L'Autre Rive de George Ovashvili
Août 2008. La guerre éclate entre la Géorgie et la Russie. Fulgurante, destructrice, meurtrière. Tbilissi devient une ville morte, des milliers de Géorgiens prennent la route pour échapper aux bombardements et à l'armée russe. Le monde redécouvre cette partie tourmentée et méconnue de l'Asie au travers d'images apocalyptiques dans les journaux télévisés. Si cette guerre surprend tout le monde elle n'a pourtant rien d'anormale dans une région régulièrement dévastée par les conflits depuis plus de vingt ans. Nombreux sont ceux qui n'ont connu que la guerre. C'est ce que nous rappelle le géorgien George Ovashvili, lui-même un « enfant de la guerre », dans son premier film L'Autre Rive. Tedo, douze ans, vit à Tbilissi où il est réfugié. Délaissé - dégoûté aussi - par une mère qui vit de son corps, il s'échappe et entreprend un voyage à travers le pays pour retrouver son père resté à Tkvarcheli. Comme dans tout voyage initiatique, Tedo devra faire preuve de courage et de volonté pour parvenir à ses fins : dans un pays en guerre, moralité et indulgence ne sont plus de rigueur.

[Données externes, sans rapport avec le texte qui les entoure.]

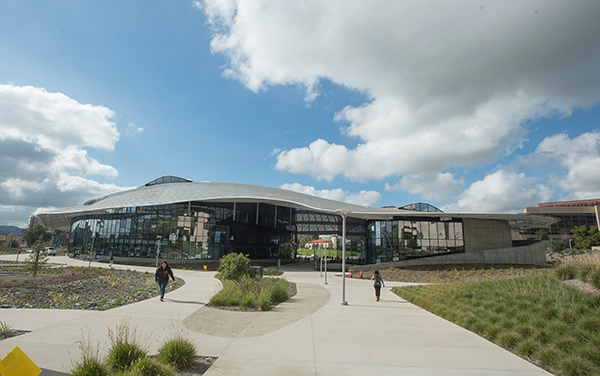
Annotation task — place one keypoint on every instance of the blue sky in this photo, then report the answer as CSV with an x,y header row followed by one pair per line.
x,y
471,106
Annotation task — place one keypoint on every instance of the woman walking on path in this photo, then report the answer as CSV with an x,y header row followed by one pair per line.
x,y
162,277
377,283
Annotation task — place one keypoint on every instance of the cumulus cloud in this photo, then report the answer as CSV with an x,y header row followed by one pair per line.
x,y
435,186
44,139
132,128
501,192
365,198
579,157
450,84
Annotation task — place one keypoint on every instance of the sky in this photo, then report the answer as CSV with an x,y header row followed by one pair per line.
x,y
471,106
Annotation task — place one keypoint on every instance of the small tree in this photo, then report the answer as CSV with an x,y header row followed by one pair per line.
x,y
559,245
235,266
33,234
541,234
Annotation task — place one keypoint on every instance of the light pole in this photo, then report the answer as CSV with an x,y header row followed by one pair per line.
x,y
326,266
321,261
344,213
98,224
157,249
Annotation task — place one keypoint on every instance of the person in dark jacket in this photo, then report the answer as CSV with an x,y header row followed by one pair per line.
x,y
162,278
377,283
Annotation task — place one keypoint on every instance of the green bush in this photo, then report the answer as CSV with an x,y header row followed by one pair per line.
x,y
125,349
251,293
235,266
149,367
178,352
124,355
559,245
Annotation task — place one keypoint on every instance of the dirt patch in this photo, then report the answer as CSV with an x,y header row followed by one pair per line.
x,y
292,290
78,288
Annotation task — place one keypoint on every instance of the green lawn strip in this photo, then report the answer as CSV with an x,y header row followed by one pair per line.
x,y
537,317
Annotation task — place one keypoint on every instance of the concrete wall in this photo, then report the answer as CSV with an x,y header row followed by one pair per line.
x,y
534,254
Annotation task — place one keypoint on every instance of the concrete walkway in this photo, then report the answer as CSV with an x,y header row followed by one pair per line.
x,y
363,338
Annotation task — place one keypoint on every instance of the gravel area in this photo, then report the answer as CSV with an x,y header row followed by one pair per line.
x,y
78,288
227,323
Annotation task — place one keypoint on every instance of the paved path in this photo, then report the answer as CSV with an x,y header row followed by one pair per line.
x,y
313,335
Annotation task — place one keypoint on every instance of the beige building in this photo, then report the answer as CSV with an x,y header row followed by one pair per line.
x,y
571,214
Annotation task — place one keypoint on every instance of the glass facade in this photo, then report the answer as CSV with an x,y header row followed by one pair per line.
x,y
193,230
409,238
207,231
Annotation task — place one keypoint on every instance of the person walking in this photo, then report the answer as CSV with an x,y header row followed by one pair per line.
x,y
162,278
377,283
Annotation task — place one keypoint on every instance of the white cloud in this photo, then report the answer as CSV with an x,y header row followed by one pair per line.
x,y
580,157
132,128
450,83
44,139
434,186
501,192
365,198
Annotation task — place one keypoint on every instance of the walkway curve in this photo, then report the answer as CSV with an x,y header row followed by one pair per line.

Le grand mérite du film c'est d'être, plus qu'une œuvre initiatique, un portrait nuancé et à hauteur d'enfant de l'état de la Géorgie et de ses voisins abkhazes et russes. Très attentif à la photographie, lumineuse, Ovashvili adopte un regard à la fois contemplatif et méditatif sur le monde qui entoure Tedo, dont le semi mutisme ne fait qu'accentuer la prégnance de l'image. Que ce soit dans une nature pelée et austère ou dans des villes en ruines, le décor porte les traces d'un passé mouvementé et violent où la morosité n'a d'égale que la mélancolie d'un monde où la haine et la rancœur parlent plus que de raison. Il faut être reconnaissant envers le réalisateur d'avoir su éviter le manichéisme tout en s'immisçant aux racines de la haine. Car à Tedo on ne fera pas de cadeaux. Malgré son jeune âge, il sera considéré comme un Géorgien avant d'être vu comme un enfant. Ainsi, un routier abkhaze l'abandonnera en chemin quand il apprendra la véritable origine de son petit passager. Il croisera cependant la route de personnages plus complexes dont la dureté apparente laissera place à une tendresse maternelle franchissant les barrières des nationalités et des langues, tel ce couple de russes qui finira par prendre soin de lui. Car ce que nous dit Ovashvili c'est qu'au delà des conflits de terre et de nations, la guerre affecte et détruit tout le monde ; des pères, des mères, des fils. A ce titre, la question de la langue est primordiale tant elle conditionne les relations entre les uns et les autres. Elle agit comme une barrière entre Tedo, qui ne parle que le géorgien, et son entourage, abkhaze ou russophone. Elle identifie l'origine et inspire le racisme. Partagée, la langue inspire confiance et promiscuité. Ignorée, elle devient une barrière insuffisante entre des hommes qui, par l'humanité et la souffrance qu'ils ont en commun, atteignent un niveau de compréhension universel.
Il ne faut pas se méprendre pourtant. L'Autre Rive n'est pas un film mièvre. S'il y a de l'humanité, il faut la chercher. Tous souffrent de la rudesse de la vie et sont prêts à trouver un bouc-émissaire. La vision que nous livre Ovashvili de son pays d'origine est sombre, très sombre, et offre peu d'espoir. On la devine pourtant tragiquement juste.
Entre grande dureté et poésie, le film s'achève sur une merveilleuse séquence de transe expiatoire. Emporté par une musique et une danse folles, Tedo ferme les yeux sur l'horreur, la déception et la guerre. Une séquence représentative du travail méticuleux sur le son et la lumière d'un réalisateur qui a réalisé un film honnête, juste et soigné.